The senator said that the country faces dark times but “we as a country will rise again.”

“And it will be the mayors that will lead America to the mountaintop,” he said in closing.

The senator served as one of the many speakers at the conference. Columbia, S.C. Mayor Steven Benjamin presided over the meeting as the president of the organization that consists of mayors of cities that have populations of 30,000 people or more.

Kenneth Gibson of Newark served as the first Black president of the organization in 1976.

The plenary sessions and symposiums focused on a range of topics such as gun violence in the cities that featured Gary, Indiana, Mayor Karen Freeman-Wilson and former D.C. Police Chief Charles Ramsey.
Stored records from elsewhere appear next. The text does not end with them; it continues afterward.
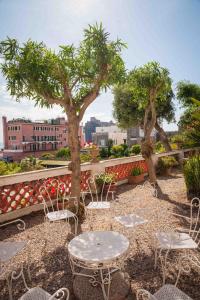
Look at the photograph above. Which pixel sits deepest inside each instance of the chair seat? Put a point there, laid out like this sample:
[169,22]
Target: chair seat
[172,240]
[98,205]
[9,249]
[60,215]
[36,293]
[130,220]
[170,292]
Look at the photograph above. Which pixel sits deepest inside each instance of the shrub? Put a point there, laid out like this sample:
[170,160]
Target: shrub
[159,148]
[63,153]
[106,178]
[3,167]
[85,157]
[103,152]
[119,150]
[165,163]
[47,156]
[136,171]
[191,171]
[136,149]
[30,164]
[9,168]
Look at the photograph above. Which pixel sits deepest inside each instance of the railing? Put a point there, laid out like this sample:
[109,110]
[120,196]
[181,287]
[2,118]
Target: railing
[19,193]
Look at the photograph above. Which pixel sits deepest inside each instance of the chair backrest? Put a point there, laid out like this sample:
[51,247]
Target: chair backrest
[98,187]
[195,220]
[54,196]
[19,223]
[148,189]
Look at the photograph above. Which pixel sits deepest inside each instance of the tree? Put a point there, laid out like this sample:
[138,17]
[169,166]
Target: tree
[72,78]
[189,95]
[138,102]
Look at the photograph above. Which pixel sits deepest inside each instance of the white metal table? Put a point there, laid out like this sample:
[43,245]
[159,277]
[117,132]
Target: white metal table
[100,251]
[8,250]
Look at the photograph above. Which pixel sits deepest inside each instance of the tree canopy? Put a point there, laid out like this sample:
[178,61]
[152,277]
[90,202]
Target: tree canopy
[141,99]
[70,75]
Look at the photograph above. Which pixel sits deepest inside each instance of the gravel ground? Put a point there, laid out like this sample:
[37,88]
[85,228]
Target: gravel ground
[49,259]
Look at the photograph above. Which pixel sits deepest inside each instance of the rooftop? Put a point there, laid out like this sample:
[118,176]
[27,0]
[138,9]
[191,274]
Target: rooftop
[50,267]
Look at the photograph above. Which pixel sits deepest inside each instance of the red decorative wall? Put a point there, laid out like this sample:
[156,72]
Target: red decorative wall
[124,170]
[24,194]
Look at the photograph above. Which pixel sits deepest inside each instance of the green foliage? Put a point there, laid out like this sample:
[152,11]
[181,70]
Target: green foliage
[159,147]
[85,157]
[135,149]
[30,164]
[136,171]
[119,150]
[9,168]
[132,98]
[165,163]
[63,153]
[191,170]
[36,72]
[3,168]
[106,178]
[104,152]
[48,156]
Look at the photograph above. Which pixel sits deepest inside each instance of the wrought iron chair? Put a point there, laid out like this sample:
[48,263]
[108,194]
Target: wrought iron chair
[38,293]
[8,250]
[166,292]
[180,239]
[98,196]
[55,201]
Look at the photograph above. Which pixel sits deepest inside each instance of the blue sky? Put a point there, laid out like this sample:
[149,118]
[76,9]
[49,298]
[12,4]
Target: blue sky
[166,31]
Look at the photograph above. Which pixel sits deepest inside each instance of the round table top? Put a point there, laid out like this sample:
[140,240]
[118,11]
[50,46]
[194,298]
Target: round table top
[98,246]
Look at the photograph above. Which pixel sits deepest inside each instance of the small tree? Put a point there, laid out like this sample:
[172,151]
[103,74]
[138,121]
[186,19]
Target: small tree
[137,101]
[72,78]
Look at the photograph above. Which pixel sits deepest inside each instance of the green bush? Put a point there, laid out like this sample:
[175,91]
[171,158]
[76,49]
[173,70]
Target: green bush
[136,149]
[191,170]
[9,168]
[30,164]
[165,163]
[136,171]
[63,153]
[104,152]
[47,156]
[85,157]
[159,148]
[106,178]
[119,150]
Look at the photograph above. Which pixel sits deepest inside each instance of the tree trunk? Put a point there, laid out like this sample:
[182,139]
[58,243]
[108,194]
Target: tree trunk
[163,137]
[74,145]
[147,152]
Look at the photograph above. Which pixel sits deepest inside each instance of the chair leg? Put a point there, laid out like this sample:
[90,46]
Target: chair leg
[156,259]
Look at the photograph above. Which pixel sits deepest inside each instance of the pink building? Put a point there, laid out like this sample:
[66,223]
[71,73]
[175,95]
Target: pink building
[24,138]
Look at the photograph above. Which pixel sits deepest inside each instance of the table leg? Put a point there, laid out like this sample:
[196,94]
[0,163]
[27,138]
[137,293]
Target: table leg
[105,281]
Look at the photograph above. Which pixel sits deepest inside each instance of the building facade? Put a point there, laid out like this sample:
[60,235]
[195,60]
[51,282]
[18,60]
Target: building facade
[90,127]
[24,138]
[105,133]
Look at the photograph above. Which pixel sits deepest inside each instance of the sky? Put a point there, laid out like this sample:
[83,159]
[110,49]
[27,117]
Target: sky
[165,31]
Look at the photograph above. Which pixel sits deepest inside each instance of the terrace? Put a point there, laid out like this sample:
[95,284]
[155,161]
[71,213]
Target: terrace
[49,263]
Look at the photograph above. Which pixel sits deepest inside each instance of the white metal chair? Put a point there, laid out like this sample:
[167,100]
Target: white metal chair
[100,196]
[166,292]
[8,250]
[181,239]
[38,293]
[55,201]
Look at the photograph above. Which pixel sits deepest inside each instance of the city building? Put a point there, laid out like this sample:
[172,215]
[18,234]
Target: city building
[103,134]
[90,127]
[24,138]
[119,136]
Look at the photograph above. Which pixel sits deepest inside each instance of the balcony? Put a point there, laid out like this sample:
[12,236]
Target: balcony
[49,264]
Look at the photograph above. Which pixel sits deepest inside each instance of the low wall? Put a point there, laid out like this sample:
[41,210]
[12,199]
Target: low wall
[19,193]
While both Ramsey and Freeman-Wilson said community involvement and better police relations with people of color help the problem, Baltimore Mayor Catherine Pugh made it clear that more work needs to be done.

“We need to get guns off of the street and this has to be done now,” said Pugh, whose city had 309 homicides in 2018.

Flint Mayor Nancy Weaver said in a conference on women mayors that she and her female contemporaries aren’t listened to as much as their male counterparts.

“Many people in the political and bureaucratic realm want to see a man in charge and we as women mayors have to work hard to change that perception,” she said. “There have been times when men want to see the mayor and they will go over to my chief of staff. I have to tell them that I am the mayor.”

Chirlane McCray, wife of New York Mayor Bill de Blasio, talked about how her city tackles mental illness. She started an initiative NYC Thrive in 2015 that connects residents with the appropriate agency to deal with their mental health challenges.

“We need to get to people who suffer from mental illness a lot earlier than we do,” McCray said.

Some of the conference participants served as mayors such as Adrian Fenty of the District, Shirley Franklin of Atlanta, Stephanie Rawlings-Blake of Baltimore and Michael Bloomberg of New York City.

Houston Mayor Sylvester Turner told The Informer that he enjoyed the conference. Houston ranks as the fourth-largest city in the country with 2.5 million people.

“I really like the panels especially the one on gun violence,” Turner said. “I like coming to this conference so I can learn best practices to solve problems in my city.”

Even small-city mayors found the conference productive.

“It is good to network with people and learn what others are doing in their cities,” said Port Arthur, Texas, Mayor Derrick Freeman. “I am building relationships with other mayors and seeing what they are doing.”

Freeman said he knows of past great Black mayors such as Kenneth Gibson of Newark and Richard Hatcher of Gary and honors their legacy.

“One of my mentors was the late Ronald Dellums of Oakland,” he said. “Dellums pulled me aside at my first meeting and told me what I needed to do.”